Now, I work in the medical device field and a Quality Control role is needed. But I have been told that my role will be split between three managers - I know this is a lie, the three managers do not know how to do all of my tasks and they simply do not have the time. There is a lady who does know the basics of my role and she has made no secret of the fact that she wants my job. The thing is this lady is in a relationship with her boss - who is best buddies with my boss! The two families socialise outside of work. 

I have also found out from the HR Manager that when I had my ICSI cycle at the start of the year my boss went behind my back and started looking into outsourcing my work and distributing my work between my other colleagues, just in case I went on maternity leave. It has now been decided that because it was shown that they could cope if I was on maternity leave my role is no longer viable. However, several ladies who have fallen pregnant have gone on maternity leave for several months (most recently the lady who is after stealing my job) and their work hasn't been outsourced, no extra staff has been taken on to cover their work, and their work has been undertaken by other staff members until they returned. Given that this lady who wants my job has also been put on redundancy notice (although my boss ripped my job to shreds, whilst whole heartedly supporting hers - effectively telling me she is safe, even though we haven't started the consultation process) why isn't the fact that the company didn't notice her absence for 9 months while she was on maternity leave been considered in this round of redundancies when they're making such a big deal out of it in my case?

I think I am been discriminated against because my company is in financial difficulties and they know that I am actively trying to get pregnant. I think they are scared that if I did fall pregnant they would end up paying for my maternity leave. For the other ladies, when the company knew they'd be going on maternity leave it was too late because they were already pregnant and it's very difficult to dismiss a pregnant lady!

What does everyone think? I have gained some legal advice today - I have been told to consider an unfair dismissal case based on unfair selection. I have also been told that I may have a case for sex discrimination. It's just so difficult to prove anything though.

I've spent a fortune this weekend on a dictaphone to record my consultation meeting on Monday! My boss is the smiling assassin - all smiley to your face but he doesn't hesitate to stab you in the back! He also is very good at denying things that he's said when he realises that he's made a mistake - he tried to deny that he'd said that I was definetely going when he realised he could be in trouble, even though on one occasion I had five witnesses (well, technically four if you discount the   from hell)!!!!!

There is so much else going on at the moment surrounding this issue but I think I better leave it here for now!  

Wish me luck on Monday!


----------



## kiteflyer (May 13, 2011)

April it sounds like you have a case for unfair dismissal to me and its good you have taken legal advice.
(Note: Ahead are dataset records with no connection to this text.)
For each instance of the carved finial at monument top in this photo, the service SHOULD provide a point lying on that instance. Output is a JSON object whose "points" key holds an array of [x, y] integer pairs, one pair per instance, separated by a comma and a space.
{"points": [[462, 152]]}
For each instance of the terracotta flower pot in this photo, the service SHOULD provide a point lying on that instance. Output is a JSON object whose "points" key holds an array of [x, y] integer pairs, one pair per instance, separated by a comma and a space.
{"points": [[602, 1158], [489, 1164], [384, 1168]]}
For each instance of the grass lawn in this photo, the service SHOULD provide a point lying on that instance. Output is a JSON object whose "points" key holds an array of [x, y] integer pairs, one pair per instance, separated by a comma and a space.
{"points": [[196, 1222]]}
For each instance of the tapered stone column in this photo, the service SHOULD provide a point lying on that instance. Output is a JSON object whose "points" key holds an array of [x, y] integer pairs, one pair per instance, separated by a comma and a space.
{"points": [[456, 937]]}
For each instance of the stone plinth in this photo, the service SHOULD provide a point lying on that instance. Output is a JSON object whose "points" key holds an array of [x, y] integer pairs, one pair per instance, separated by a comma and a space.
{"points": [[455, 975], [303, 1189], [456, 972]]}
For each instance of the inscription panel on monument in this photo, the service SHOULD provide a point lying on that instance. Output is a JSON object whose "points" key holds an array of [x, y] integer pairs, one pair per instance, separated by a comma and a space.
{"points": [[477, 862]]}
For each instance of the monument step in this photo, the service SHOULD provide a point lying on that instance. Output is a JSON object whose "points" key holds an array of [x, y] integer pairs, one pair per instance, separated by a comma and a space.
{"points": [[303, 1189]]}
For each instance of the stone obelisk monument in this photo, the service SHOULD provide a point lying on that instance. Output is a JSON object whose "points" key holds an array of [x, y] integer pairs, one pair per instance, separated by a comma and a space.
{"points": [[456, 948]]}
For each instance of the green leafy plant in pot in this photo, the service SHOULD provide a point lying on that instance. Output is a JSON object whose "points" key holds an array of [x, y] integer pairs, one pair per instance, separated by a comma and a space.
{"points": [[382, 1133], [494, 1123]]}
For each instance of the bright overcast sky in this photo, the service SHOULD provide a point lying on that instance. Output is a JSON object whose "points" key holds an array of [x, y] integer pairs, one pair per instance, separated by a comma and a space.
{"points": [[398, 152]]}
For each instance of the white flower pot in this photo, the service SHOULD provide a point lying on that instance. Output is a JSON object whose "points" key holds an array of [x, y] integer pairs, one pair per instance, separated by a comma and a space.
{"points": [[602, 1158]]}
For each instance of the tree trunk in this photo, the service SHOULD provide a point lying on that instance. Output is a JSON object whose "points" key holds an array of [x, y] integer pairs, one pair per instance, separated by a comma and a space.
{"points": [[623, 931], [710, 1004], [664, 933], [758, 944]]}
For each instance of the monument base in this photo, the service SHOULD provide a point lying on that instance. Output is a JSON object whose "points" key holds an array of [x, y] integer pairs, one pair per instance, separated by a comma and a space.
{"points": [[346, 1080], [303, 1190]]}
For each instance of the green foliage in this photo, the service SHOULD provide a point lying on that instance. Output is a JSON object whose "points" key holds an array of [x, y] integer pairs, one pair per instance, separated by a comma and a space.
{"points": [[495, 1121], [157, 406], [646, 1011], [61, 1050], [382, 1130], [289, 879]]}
Also try and get any evidence while you still work there, emails etc and get hard copies of them. A friend of mine did that last year when he got made redundant and was successful, and got another job with better hours too!

I think there is or was a work problem section on here but you have to ask a volunteer or moderator to gain access, I could be wrong though but worth asking about.
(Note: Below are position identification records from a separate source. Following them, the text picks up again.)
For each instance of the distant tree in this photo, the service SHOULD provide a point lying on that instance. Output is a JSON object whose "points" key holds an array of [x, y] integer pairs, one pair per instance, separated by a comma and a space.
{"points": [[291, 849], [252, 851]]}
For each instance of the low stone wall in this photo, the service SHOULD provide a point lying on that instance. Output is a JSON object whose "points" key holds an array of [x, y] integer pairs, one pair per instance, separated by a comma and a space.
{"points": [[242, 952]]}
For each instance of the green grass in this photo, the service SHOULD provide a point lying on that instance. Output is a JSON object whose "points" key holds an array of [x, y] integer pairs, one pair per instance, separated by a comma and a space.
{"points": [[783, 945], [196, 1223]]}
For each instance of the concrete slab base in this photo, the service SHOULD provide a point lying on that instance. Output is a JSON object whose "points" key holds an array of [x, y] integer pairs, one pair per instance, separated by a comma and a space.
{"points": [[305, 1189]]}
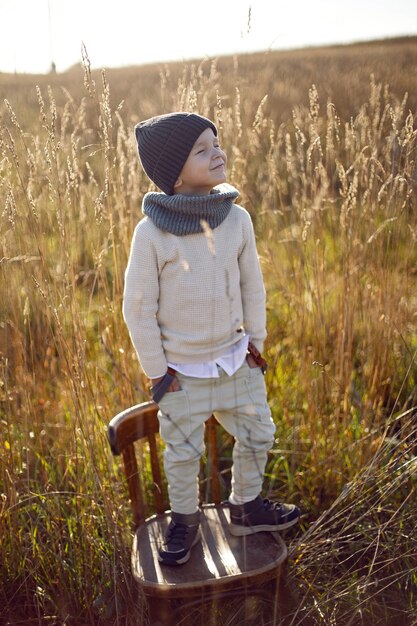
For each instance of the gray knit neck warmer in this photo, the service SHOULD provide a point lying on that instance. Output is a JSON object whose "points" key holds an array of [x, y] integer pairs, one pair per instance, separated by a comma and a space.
{"points": [[182, 215]]}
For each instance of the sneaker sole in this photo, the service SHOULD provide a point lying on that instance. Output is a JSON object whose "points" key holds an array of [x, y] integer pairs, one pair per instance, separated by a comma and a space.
{"points": [[240, 531], [184, 558]]}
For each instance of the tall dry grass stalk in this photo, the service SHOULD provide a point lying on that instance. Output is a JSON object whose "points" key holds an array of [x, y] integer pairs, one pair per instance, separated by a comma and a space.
{"points": [[333, 202]]}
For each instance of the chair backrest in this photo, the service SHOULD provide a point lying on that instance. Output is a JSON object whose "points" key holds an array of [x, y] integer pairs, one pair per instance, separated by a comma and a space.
{"points": [[140, 423]]}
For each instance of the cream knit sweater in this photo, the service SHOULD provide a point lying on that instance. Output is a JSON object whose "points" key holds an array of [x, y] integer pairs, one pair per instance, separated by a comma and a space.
{"points": [[189, 298]]}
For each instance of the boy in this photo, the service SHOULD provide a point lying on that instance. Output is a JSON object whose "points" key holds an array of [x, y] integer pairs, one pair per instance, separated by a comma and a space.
{"points": [[194, 303]]}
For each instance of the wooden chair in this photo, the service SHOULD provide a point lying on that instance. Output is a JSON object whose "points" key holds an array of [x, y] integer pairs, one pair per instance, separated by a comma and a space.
{"points": [[221, 565]]}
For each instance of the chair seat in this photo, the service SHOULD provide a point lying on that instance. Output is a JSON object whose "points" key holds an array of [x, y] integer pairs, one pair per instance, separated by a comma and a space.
{"points": [[220, 559]]}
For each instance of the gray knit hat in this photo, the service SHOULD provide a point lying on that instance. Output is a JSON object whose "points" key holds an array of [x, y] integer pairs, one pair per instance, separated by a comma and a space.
{"points": [[164, 143]]}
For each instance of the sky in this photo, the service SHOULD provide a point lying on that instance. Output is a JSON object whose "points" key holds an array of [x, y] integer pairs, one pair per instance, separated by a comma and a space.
{"points": [[117, 33]]}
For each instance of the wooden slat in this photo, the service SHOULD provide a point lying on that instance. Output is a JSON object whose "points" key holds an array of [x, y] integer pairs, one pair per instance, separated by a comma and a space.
{"points": [[132, 424]]}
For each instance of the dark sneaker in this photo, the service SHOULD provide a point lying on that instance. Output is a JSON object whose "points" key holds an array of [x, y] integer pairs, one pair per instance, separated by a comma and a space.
{"points": [[182, 534], [261, 515]]}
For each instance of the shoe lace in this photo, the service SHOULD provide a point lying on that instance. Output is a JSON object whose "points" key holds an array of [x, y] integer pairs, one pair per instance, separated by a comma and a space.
{"points": [[271, 506], [176, 534]]}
Good luck and try to stay strong


----------



## Caz (Jul 21, 2002)

April, sorry this is brief but my understanding is that, unless it is a case of the company downsizing, in order to make a person redundant it is the ROLE that is made redundant and not the person. i.e. if your department and job role still exists then they can't just make you redundant and directly give the work to someone else to do. Although they might be able to fudge that by putting the whole workforce up for consultation or to apply for the jobs available.

I would definitely seek legal advice or advice from the CAB. Also check out the Direct.gov website for help: http://www.direct.gov.uk/en/employment/redundancyandleavingyourjob/index.htm

Also try looking on the Moneysavingexpert forums for advice, and here: http://www.maderedundant.biz/page3.html



C~x


----------



## ♥JJ1♥ (Feb 11, 2006)

Are you a member of a union? Is do consult them asap.
I never told anyone at work about my cycles so this could never be held against me


----------



## April33 (Mar 3, 2011)

Hi ladies,

Thanks for your support and advice (I need all I can get at the moment), it's really appreciated.  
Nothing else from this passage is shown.